Leviticus informs the reader that the development of the Tabernacle, establishment of the priesthood, and implementation of the sacrificial system are visual reminders of a loving God who sends Himself to covenant with Adam (Gen 3:8), Abraham (Gen 12:1-3), Noah (Gen 9:9), and Israel (Exodus 3:1-4; 19:5). The reader remembers these people did not seek Him; He comes to them.
Across generations, the optics of the Day of Atonement serves to remind the people of their sins and the God who atones and cleanses (Lev 16:30; Heb 10:3).
Leviticus communicates the Day of Atonement is to be a “time of holy convocation” and a day of self-abasement (Lev 23). It is to happen on the tenth day of the seventh month. No work is to occur by “either the native or the stranger who sojourns among you” (Lev 16:29).
The drama of the High Priest involves:
- Sacrificing a bull as a sin offering (and a ram for a burnt offering) for the sins of the priests, including those of the high priest
- Burning incense in the Holy Place, sprinkling the bull’s blood, and sacrificing a goat for the people
- Returning to the Holy Place with goat’s blood and making atonement for the Tabernacle and its artifacts
- Sending the scapegoat into the wilderness with the sins of the people
Every year both the people of Israel and the sojourner in the land remembered the gracious God who sent Himself with the message: “I will take you to be my people, and I will be your God, and you shall know that I am the Lord your God, who has brought you out from under the burdens of the Egyptians. I will bring you into the land that I swore to give to Abraham, to Isaac, an to Jacob” (Ex 6:7-8).

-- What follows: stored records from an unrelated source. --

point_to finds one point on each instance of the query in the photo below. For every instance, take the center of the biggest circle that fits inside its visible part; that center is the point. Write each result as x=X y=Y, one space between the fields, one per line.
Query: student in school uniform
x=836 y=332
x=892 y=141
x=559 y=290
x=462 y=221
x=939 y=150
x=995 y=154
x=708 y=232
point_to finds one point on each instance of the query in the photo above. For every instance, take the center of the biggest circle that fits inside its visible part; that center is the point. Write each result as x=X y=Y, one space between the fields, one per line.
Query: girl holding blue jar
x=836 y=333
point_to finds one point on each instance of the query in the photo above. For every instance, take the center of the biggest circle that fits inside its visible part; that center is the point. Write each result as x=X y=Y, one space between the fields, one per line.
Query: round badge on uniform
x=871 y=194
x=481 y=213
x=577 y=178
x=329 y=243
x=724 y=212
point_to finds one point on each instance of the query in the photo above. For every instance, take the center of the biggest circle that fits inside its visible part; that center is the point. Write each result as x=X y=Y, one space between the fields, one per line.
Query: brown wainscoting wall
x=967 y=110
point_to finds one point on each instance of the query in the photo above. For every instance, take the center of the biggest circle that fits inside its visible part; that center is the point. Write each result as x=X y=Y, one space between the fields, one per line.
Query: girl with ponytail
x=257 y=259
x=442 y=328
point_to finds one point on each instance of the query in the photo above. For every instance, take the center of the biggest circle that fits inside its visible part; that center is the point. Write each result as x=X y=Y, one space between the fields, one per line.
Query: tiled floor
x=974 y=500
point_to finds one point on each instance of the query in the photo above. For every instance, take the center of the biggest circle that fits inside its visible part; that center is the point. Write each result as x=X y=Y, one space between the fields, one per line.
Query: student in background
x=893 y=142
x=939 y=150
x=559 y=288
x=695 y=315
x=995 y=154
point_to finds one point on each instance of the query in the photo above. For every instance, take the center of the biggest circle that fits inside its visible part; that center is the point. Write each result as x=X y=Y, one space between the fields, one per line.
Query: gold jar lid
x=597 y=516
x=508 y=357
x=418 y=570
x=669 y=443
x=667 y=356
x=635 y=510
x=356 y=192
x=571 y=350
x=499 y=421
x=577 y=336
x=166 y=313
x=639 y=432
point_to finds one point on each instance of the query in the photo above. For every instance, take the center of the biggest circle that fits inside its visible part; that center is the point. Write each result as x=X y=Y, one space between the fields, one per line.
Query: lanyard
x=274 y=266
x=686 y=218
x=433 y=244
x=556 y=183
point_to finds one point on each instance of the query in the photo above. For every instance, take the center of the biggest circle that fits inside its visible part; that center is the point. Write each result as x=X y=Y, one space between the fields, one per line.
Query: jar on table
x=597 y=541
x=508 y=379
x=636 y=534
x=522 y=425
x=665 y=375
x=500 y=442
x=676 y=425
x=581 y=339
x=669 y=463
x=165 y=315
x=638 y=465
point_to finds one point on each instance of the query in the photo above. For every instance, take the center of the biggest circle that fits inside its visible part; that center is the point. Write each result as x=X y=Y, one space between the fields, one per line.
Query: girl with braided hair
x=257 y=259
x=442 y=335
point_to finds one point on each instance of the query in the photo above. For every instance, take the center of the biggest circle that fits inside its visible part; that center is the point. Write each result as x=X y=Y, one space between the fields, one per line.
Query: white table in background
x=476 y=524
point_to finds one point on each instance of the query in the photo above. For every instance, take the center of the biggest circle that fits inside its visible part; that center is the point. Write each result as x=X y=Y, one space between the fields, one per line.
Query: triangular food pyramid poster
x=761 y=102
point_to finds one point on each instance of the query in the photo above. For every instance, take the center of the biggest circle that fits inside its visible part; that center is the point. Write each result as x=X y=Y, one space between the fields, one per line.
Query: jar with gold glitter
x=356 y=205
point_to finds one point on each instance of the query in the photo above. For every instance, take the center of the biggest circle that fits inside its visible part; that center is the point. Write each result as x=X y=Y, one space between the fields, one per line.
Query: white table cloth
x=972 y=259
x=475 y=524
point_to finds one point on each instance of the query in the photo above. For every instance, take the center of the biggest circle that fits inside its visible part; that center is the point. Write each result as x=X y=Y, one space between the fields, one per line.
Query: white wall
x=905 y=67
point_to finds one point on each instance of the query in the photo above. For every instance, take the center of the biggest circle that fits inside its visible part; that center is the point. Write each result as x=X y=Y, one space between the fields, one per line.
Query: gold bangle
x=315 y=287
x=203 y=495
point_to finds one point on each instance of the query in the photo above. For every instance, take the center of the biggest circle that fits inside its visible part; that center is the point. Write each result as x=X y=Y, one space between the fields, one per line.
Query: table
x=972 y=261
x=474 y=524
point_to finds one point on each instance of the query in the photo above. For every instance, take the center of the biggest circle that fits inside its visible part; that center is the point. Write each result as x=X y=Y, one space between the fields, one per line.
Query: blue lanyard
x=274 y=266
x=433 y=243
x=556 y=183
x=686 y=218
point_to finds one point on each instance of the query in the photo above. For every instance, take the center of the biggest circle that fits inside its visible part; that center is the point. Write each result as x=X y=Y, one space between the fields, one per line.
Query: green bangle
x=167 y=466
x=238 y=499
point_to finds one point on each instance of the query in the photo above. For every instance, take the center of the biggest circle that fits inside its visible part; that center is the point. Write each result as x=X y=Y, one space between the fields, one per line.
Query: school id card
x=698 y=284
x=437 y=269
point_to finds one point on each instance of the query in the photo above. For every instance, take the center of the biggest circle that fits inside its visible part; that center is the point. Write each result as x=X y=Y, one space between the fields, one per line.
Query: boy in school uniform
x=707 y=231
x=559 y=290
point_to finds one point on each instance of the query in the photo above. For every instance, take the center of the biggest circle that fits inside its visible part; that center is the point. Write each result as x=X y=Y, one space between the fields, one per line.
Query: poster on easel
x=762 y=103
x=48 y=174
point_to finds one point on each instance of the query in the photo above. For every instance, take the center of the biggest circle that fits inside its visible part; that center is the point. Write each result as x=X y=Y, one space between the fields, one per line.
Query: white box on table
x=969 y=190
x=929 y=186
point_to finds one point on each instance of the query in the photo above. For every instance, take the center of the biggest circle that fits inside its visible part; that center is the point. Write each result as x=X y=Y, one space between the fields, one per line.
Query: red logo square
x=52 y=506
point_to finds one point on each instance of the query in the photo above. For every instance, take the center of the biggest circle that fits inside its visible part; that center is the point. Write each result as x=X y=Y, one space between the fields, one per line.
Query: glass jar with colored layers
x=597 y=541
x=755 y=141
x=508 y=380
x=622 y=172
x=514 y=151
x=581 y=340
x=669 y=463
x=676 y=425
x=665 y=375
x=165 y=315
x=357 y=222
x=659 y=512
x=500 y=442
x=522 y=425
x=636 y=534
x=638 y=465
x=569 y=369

It was a day for all to draw near to the One who created everyone in His image–but only one person was allowed to go behind the veil.
Of course, the writer of Hebrews provided an explicit comparison and contrast of the Messiah and the high priest on the Day of Atonement (Heb 9:1-10:22). The sending of the Son to carry out the mission of God resulted in men and women being able to draw near to God in an unimaginable way.
And it was this act of appearing “once for all. . .to put away sin by the sacrifice of himself” that of the Son brought a fulfillment to the Day of Atonement (Heb 9:26). His was a deeply apostolic act that brought the good news. The blood of the One who did not have to make atonement for His sins was sufficient for covering a multitude of sins. He was made sin for us (2 Cor 5:21) and carried our sins to the cross (1 Peter 2:24), an impossibility for two goats.
Craig Ott and Stephen Strauss write that “Without the sending activity of the Trinity, there is no mission, for there is no gospel. The core of the gospel is that God the Father so loved the world that he gave—that is, he sent—his one and only Son into the world” (Encountering Theology of Mission, 74).
Yom Kippur was part of the outworking of the missio Dei. The event reigned for a time but foreshadowed a greater event to come. For it was impossible “for the blood of bulls and goats to take away sins” (Heb 10:4). The ultimate act of the missio Dei would be revealed later when the Great High Priest would take His seat proclaiming “It is finished” (John 19:30).